Let’s look at the most common methods you can use to convert these variables into machine-friendly formats.


1. One-Hot Encoding (OHE)

This is the most popular method. It creates a new column for each category with a 1 or 0 depending on whether that row belongs to the category.

📌 Example:

Country: India → [1, 0, 0]
Country: Netherlands → [0, 1, 0]
Country: Germany → [0, 0, 1]

✅ Pros:

  • Simple and widely used.
  • Keeps categories separate.

❌ Cons:

  • If you have 1000 categories? Boom — 1000 new columns. High-dimensional data = more complexity.

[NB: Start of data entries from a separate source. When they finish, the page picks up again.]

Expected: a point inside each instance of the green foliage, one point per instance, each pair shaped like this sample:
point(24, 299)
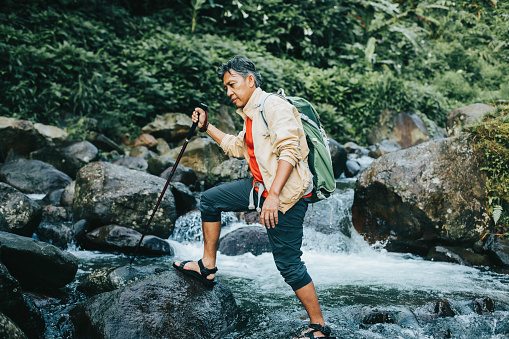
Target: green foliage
point(491, 138)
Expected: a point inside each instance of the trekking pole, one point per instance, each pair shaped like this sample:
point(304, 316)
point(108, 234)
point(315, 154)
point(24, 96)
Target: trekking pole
point(188, 137)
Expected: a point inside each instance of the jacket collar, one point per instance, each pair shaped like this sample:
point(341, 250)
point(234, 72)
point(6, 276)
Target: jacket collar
point(251, 107)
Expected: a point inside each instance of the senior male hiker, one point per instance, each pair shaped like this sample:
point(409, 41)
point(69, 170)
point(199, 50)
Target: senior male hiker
point(282, 180)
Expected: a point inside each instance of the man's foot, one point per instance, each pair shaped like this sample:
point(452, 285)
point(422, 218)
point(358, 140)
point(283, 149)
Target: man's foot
point(198, 270)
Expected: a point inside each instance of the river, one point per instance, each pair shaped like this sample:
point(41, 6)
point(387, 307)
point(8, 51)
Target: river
point(352, 278)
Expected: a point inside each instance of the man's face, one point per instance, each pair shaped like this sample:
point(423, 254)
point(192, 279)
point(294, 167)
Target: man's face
point(238, 88)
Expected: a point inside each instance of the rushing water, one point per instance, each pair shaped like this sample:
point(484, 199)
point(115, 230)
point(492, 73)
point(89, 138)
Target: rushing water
point(351, 279)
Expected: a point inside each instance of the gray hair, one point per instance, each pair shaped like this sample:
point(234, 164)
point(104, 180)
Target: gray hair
point(243, 66)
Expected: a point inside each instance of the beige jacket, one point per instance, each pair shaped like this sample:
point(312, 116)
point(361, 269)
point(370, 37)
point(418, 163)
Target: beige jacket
point(286, 141)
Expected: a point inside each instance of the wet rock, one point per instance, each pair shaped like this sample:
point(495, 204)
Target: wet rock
point(68, 195)
point(249, 239)
point(9, 329)
point(109, 194)
point(465, 116)
point(18, 307)
point(21, 214)
point(23, 137)
point(134, 163)
point(114, 238)
point(111, 278)
point(229, 170)
point(498, 250)
point(104, 143)
point(182, 174)
point(172, 127)
point(35, 263)
point(352, 168)
point(457, 255)
point(33, 176)
point(202, 155)
point(339, 156)
point(443, 309)
point(416, 195)
point(68, 158)
point(483, 305)
point(385, 147)
point(158, 306)
point(184, 198)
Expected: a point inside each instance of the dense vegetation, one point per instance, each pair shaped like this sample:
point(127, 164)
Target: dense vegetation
point(123, 62)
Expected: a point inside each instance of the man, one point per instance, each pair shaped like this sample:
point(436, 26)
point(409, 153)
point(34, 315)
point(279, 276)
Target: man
point(282, 180)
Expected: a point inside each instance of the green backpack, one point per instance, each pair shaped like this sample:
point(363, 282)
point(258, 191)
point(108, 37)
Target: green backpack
point(319, 159)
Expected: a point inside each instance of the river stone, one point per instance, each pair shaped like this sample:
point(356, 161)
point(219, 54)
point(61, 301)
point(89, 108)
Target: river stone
point(457, 255)
point(68, 158)
point(111, 278)
point(202, 155)
point(182, 174)
point(172, 127)
point(35, 263)
point(425, 194)
point(33, 176)
point(110, 194)
point(114, 238)
point(21, 214)
point(18, 307)
point(135, 163)
point(165, 305)
point(9, 329)
point(229, 170)
point(339, 156)
point(249, 239)
point(465, 116)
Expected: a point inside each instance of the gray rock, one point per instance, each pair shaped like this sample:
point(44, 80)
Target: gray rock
point(172, 127)
point(428, 193)
point(135, 163)
point(21, 214)
point(159, 306)
point(9, 329)
point(338, 156)
point(68, 158)
point(249, 239)
point(229, 170)
point(33, 176)
point(35, 263)
point(18, 307)
point(108, 194)
point(114, 238)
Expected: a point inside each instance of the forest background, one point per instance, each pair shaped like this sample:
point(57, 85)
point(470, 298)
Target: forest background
point(122, 62)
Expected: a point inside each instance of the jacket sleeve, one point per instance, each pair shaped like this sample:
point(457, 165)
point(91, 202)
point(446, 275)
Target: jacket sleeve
point(284, 129)
point(233, 145)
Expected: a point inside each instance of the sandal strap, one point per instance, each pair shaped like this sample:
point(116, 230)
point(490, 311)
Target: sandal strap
point(205, 272)
point(324, 329)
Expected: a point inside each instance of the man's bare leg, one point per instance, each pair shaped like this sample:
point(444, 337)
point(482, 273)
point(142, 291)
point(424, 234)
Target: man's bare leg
point(309, 299)
point(211, 232)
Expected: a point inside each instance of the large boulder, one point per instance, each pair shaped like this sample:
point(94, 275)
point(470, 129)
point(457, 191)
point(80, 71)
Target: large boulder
point(202, 155)
point(108, 194)
point(22, 215)
point(165, 305)
point(114, 238)
point(465, 116)
point(68, 158)
point(33, 176)
point(24, 137)
point(229, 170)
point(18, 307)
point(172, 127)
point(249, 239)
point(35, 263)
point(425, 195)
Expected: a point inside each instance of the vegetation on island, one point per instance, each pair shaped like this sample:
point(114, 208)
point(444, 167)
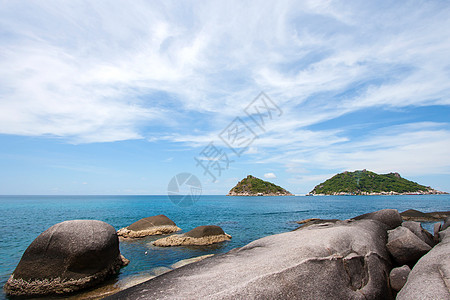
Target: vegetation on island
point(366, 182)
point(252, 186)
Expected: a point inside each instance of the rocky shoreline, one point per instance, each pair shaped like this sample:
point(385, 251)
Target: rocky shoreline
point(372, 256)
point(378, 255)
point(247, 194)
point(390, 193)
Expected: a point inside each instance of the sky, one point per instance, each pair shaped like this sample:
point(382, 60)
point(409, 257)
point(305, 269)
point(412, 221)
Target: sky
point(118, 97)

Best for: Nominal data with fewer unique values.


2. Label Encoding

This method assigns a number to each category (like 0, 1, 2…).

📌 Example:

Education Level: High School → 0, Graduate → 1, Postgraduate → 2

✅ Pros:

  • Compact and simple.
  • Works great for tree-based models like Random Forest.

❌ Cons:

  • Can confuse linear models into thinking “Postgraduate” is twice as good as “Graduate.”

Best for: Ordinal data or when using tree-based models.


3. Target Encoding

This one is a bit advanced — it replaces a category with the average value of the target for that category.

📌 Example:

If you’re predicting customer purchases and “Region A” has an average conversion of 0.45, you’ll replace “Region A” with 0.45.

✅ Pros:

  • Very useful for high-cardinality data (like product IDs).

❌ Cons:

  • Risk of overfitting! Make sure you use proper validation techniques.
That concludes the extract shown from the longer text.